Endlich Downhill! Foto: Sportograf

Ich genieße das Gefühl, endlich wieder Teil der Trailrunning-Community zu sein. Es ist keine Notwendigkeit, Rennen zu laufen, um dazuzugehören, aber das gemeinsame Erleben unserer Leidenschaft, der kollektive Einsatz und das geteilte Glück im Ziel verbinden mich erneut mit dem Trailrunning und den Trailrunnern. Es fühlt sich an wie ein Ritual, das Freundschaften und Liebesbeziehungen mit einer Handlung untermauert. Meine Teilnahme am Mountainman Nesselwang zeigt mir wieder, wie tief meine Verbindung zu diesem Sport ist — nachdem sie durch die streikenden Mitochondrien fast verloren schien.

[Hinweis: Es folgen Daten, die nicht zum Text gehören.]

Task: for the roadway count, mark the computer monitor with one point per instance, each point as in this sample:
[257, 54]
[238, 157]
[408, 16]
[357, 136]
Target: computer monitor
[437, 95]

Mit jedem Schritt gewinne ich an Zuversicht, Selbstbewusstsein und auch an Glück, mich wieder als Trailrunner zu fühlen. Ich mag, was ich sehe.

" Es ist keine Notwendigkeit, Rennen zu laufen, um dazuzugehören, aber das gemeinsame Erleben unserer Leidenschaft, der kollektive Einsatz und das geteilte Glück im Ziel verbinden mich erneut mit dem Trailrunning und den Trailrunnern. "

Endlich kommen die Downhills. Viele Trails bergauf sind breit und gehen moderat in der Steigung nach oben. Die Downhills sind hingegen steil und technisch, durch ein feines Netz wuchtiger Wurzeln. Spätestens hier, in einem dieser herausfordernden Downhills, bin ich mir sicher, dass ich genau hierher gehöre. Dass das hier mein Zuhause auf den Trails ist. Ich hole die Leute ein, die anfangs schneller waren als ich. Das spielerische Element eines Wettkampfs kehrt zurück. Der Spaß ist wieder da.

Was brauche ich, um bei einem Trailrunning-Wettkampf Spaß zu haben? Für mich sind das: a) ein funktionierender Körper, b) eine positive Einstellung und c) die Chance, andere zu überholen, statt überholt zu werden. Besonders letzteres gelingt am besten, wenn man das Pacing zu Beginn vorsichtig gestaltet und in der zweiten Hälfte die unvermeidliche Erschöpfung durch positive Überholerlebnisse kaschieren kann. Vielleicht ist das mein ultimativer Tipp für die 90 % von uns, die nicht um das Podium kämpfen oder es überhaupt anstreben.

Im Ziel. Foto: Sportograf

Nachdem ich nach 5:49 Stunden im Ziel in Nesselwang ankomme, fühle ich mich dankbar. Danke, Körper! Danke, Mountainman Nesselwang! Der Gedanke „Das war’s“ verschwindet schnell – ich habe das Gefühl, dass ich nicht am Ende eines Wettkampfs angekommen bin, sondern am Anfang eines neuen Kapitels in meinem Leben als Trailrunner.